Soda sales have taken a nose dive in recent years as people are looking for beverages containing less sugar. It looks like a possible new beverage fad and thirst quencher has arrived ready to take soda’s place– plant waters. These beverages made from extracts of fruits, vegetables, grains, grasses, and various plant parts such as leaves and even rinds, are making a splash in the water world of drinks.
The public is beginning to hear loud and clear that sugary beverages are unhealthy for us. Individuals are passing up on sugar-laden drink concoctions and instead are looking for something with few if any calories, a distinctive taste and if the beverage says it promotes our health, that’s even better. Plant waters meet all those criteria with the exception of actually having scientific proof of any health claims they may boast.
One example of a plant-based drink that took the beverage world by storm was coconut water. It is still going strong but it now has more competition than ever from other plant-based waters that are beginning to take root. Whether these plant waters will be as wildly popular as coconut water has been is hard to predict. Keep in mind the following when deciding if plant waters are for you:
·They can be expensive since many are priced between $3 to $5 a bottle.

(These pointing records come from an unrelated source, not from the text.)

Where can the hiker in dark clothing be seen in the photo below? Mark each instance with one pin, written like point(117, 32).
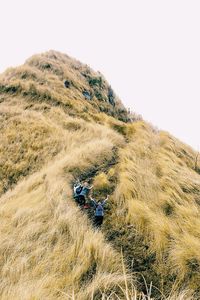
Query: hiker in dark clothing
point(81, 191)
point(99, 211)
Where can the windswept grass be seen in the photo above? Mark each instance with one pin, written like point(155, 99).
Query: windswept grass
point(50, 135)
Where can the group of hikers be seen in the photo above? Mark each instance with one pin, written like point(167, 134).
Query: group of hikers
point(82, 195)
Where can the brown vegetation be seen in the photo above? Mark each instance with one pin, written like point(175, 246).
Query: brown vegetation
point(51, 134)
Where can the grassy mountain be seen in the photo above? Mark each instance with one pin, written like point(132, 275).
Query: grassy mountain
point(60, 121)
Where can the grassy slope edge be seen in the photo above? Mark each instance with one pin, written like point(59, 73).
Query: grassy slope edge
point(49, 248)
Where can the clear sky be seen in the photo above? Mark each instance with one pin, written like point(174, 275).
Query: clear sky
point(149, 50)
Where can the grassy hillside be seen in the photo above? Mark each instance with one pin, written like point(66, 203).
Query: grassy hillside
point(61, 121)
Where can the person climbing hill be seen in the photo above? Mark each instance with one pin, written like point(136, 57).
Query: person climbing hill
point(81, 191)
point(99, 211)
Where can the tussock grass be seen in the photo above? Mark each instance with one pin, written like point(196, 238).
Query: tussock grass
point(51, 135)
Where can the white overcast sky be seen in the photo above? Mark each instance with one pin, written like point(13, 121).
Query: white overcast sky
point(149, 50)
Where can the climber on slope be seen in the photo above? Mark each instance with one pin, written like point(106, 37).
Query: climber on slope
point(99, 211)
point(81, 191)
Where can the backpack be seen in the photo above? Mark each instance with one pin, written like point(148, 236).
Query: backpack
point(79, 189)
point(99, 210)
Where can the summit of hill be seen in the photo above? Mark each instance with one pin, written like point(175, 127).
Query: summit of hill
point(60, 121)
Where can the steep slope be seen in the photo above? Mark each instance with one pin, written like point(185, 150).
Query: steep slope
point(59, 121)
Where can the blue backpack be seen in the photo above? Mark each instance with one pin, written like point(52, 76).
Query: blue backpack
point(79, 189)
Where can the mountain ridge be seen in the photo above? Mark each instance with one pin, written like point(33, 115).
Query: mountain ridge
point(60, 120)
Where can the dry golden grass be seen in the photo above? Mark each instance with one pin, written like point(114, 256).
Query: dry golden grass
point(50, 136)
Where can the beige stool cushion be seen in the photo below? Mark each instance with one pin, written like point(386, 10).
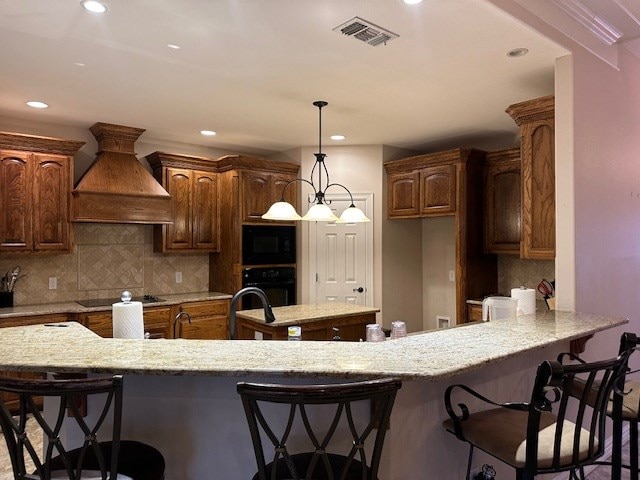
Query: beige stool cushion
point(502, 433)
point(631, 400)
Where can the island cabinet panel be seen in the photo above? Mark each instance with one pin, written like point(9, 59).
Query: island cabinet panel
point(192, 183)
point(261, 189)
point(157, 322)
point(403, 194)
point(12, 400)
point(503, 202)
point(537, 130)
point(438, 190)
point(209, 320)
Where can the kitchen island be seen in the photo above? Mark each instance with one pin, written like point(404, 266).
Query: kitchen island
point(180, 395)
point(316, 320)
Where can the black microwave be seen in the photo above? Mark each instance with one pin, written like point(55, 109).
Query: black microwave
point(268, 244)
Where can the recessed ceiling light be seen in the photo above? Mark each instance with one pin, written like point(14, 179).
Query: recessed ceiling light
point(517, 52)
point(94, 6)
point(37, 104)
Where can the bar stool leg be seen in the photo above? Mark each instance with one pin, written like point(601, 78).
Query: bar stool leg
point(633, 449)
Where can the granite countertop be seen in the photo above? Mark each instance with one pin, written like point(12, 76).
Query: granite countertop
point(301, 314)
point(73, 307)
point(434, 355)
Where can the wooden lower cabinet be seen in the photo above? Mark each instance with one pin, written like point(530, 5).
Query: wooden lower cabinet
point(11, 400)
point(351, 329)
point(209, 320)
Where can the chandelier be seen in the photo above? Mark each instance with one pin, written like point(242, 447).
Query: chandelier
point(319, 211)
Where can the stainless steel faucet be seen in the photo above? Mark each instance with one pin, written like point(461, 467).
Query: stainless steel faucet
point(268, 313)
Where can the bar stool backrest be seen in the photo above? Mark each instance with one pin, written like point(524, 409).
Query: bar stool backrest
point(300, 401)
point(19, 439)
point(578, 395)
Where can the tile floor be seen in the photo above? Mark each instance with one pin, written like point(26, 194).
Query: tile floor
point(600, 473)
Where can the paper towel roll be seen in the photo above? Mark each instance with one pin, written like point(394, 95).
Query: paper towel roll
point(526, 300)
point(127, 320)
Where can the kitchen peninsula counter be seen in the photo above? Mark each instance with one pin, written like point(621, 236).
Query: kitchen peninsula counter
point(69, 347)
point(180, 395)
point(316, 320)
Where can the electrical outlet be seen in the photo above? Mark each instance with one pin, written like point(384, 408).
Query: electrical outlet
point(474, 472)
point(442, 321)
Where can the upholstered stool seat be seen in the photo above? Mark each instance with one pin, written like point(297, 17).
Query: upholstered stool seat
point(94, 459)
point(321, 410)
point(554, 431)
point(509, 442)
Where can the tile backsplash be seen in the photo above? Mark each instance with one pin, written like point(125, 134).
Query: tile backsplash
point(107, 258)
point(514, 272)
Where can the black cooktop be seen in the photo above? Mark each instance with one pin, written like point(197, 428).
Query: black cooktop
point(104, 302)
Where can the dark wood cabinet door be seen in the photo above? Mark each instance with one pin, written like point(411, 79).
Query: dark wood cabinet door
point(256, 195)
point(51, 202)
point(403, 194)
point(538, 190)
point(503, 202)
point(15, 201)
point(206, 233)
point(438, 190)
point(178, 183)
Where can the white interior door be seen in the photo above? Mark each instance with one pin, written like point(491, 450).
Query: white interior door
point(342, 256)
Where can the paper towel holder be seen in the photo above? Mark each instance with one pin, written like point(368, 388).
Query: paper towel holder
point(126, 296)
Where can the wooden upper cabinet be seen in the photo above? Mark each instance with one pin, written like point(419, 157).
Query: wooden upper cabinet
point(423, 186)
point(51, 196)
point(403, 194)
point(261, 189)
point(537, 130)
point(206, 231)
point(15, 201)
point(503, 202)
point(438, 190)
point(192, 183)
point(36, 175)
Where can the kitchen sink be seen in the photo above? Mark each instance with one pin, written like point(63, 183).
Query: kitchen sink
point(103, 302)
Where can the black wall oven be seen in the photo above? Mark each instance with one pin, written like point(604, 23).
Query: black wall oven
point(278, 283)
point(268, 244)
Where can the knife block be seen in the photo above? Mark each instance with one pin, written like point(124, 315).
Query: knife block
point(6, 299)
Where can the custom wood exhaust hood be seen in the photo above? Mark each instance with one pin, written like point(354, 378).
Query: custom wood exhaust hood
point(117, 188)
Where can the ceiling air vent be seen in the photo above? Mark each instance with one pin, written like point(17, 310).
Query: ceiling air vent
point(365, 32)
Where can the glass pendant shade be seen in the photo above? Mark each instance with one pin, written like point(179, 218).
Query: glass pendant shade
point(282, 211)
point(352, 215)
point(320, 213)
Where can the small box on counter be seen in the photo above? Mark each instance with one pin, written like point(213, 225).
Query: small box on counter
point(6, 299)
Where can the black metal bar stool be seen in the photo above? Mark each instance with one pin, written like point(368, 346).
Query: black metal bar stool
point(624, 406)
point(116, 458)
point(321, 409)
point(555, 431)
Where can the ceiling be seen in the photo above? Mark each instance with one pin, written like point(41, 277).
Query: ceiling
point(251, 69)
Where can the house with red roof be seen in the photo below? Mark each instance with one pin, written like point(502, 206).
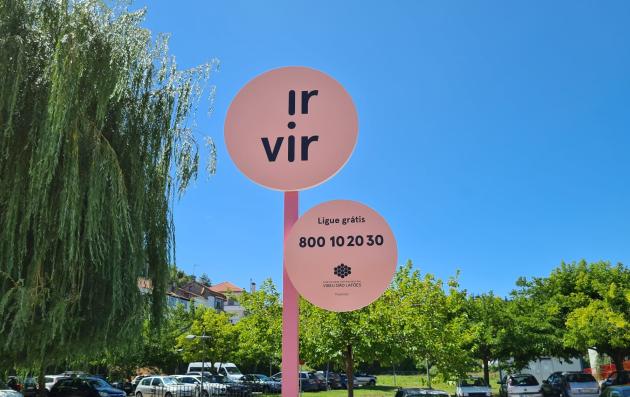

·Any health claims made on the labels such as easing arthritis, preventing cancer or heart disease, smoothing wrinkles, or getting rid of cellulite, are not backed up by scientific proof.
·Even though these beverages have fewer calories than sodas and other sugary drinks, the sweeteners used in some like agave and fruit concentrates, are still sugars that provide “empty” calories.
·To get the most nutritional value, it is always best to simply eat the actual plant the plant-based water comes from.
·Tap water is still the best beverage to consume throughout the day for hydration and the fact it is free.
Here are some examples of plant waters you may be seeing at a grocery store near you:
Eating an actual artichoke is a healthy food. Artichokes are good sources of vitamin C, iron, potassium, magnesium, and fiber. The leaves of an artichoke are very rich in polyphenols, particularly cynarin, studied for its potential benefits for the liver. Do most of these compounds actually get into artichoke water? Probably very little. However, the beverage is sugar-free and calorie free.
The first two ingredients of bamboo water are water and sugar so if you are trying to avoid a beverage with sugar, bamboo water may not be for you. Made with concentrated bamboo leaf extract, the company exclaims that it “has the powerful benefits of bamboo” without explaining what those benefits are.
Sounds interesting and possibly refreshing but if you are looking for an “all-natural” beverage, banana water may not be for you. Reading the label will tell you that some of the nutrients found within it have been added to it plus at least some of the flavor comes from added “banana flavor.”
Bananas are a very good source of potassium along with some other nutrients but the actual water made from them, will not be quite as nutritious as eating the actual fruit.
For thousands of years barley beverages have been used as traditional medicines around the world to treat everything from diarrhea and stomachaches to dehydration. This water is typically made from cooking barley in water. The company producing this water boasts of it improving skin complexion and promoting vitality which is always up for a matter of opinion.
Made from the fruit of the prickly pear cactus, this beverage may actually have some potential benefits. The water is promoted as being good for anti-aging and skin-revitalizing, and for cleansing and detoxifying the body. It also claims to reduce eye puffiness, improve athletic performance and to even help hangovers.
Is it possible to get the same health benefits from drinking olive water as you would consuming a Mediterranean diet? This is what the company that sells this water is saying. It states that a bottle of its “Mediterranean inspired” olive water made from the waste left behind when olives are pressed for its oil, provide the same amount of phytochemicals as olive oil but with only 20 calories and no fat.
Again, at this time, there is no science to back up any of its health claims. Also, if you are expecting olive water to taste like olives, you’ll be disappointed. The flavors to choose from instead are apricot/coconut and ginger/lime.
This one does sound very refreshing and there does appear to be some solid evidence of health benefits from drinking it. One study found that a company which makes watermelon water, contained vitamin C and potassium, along with lycopene and citrulline which was found to reduce post-exercise soreness when consumed before a workout. Watermelon water also only contains natural sugar with no added sugar and could be a good beverage choice for anyone looking for a good alternative to plain water.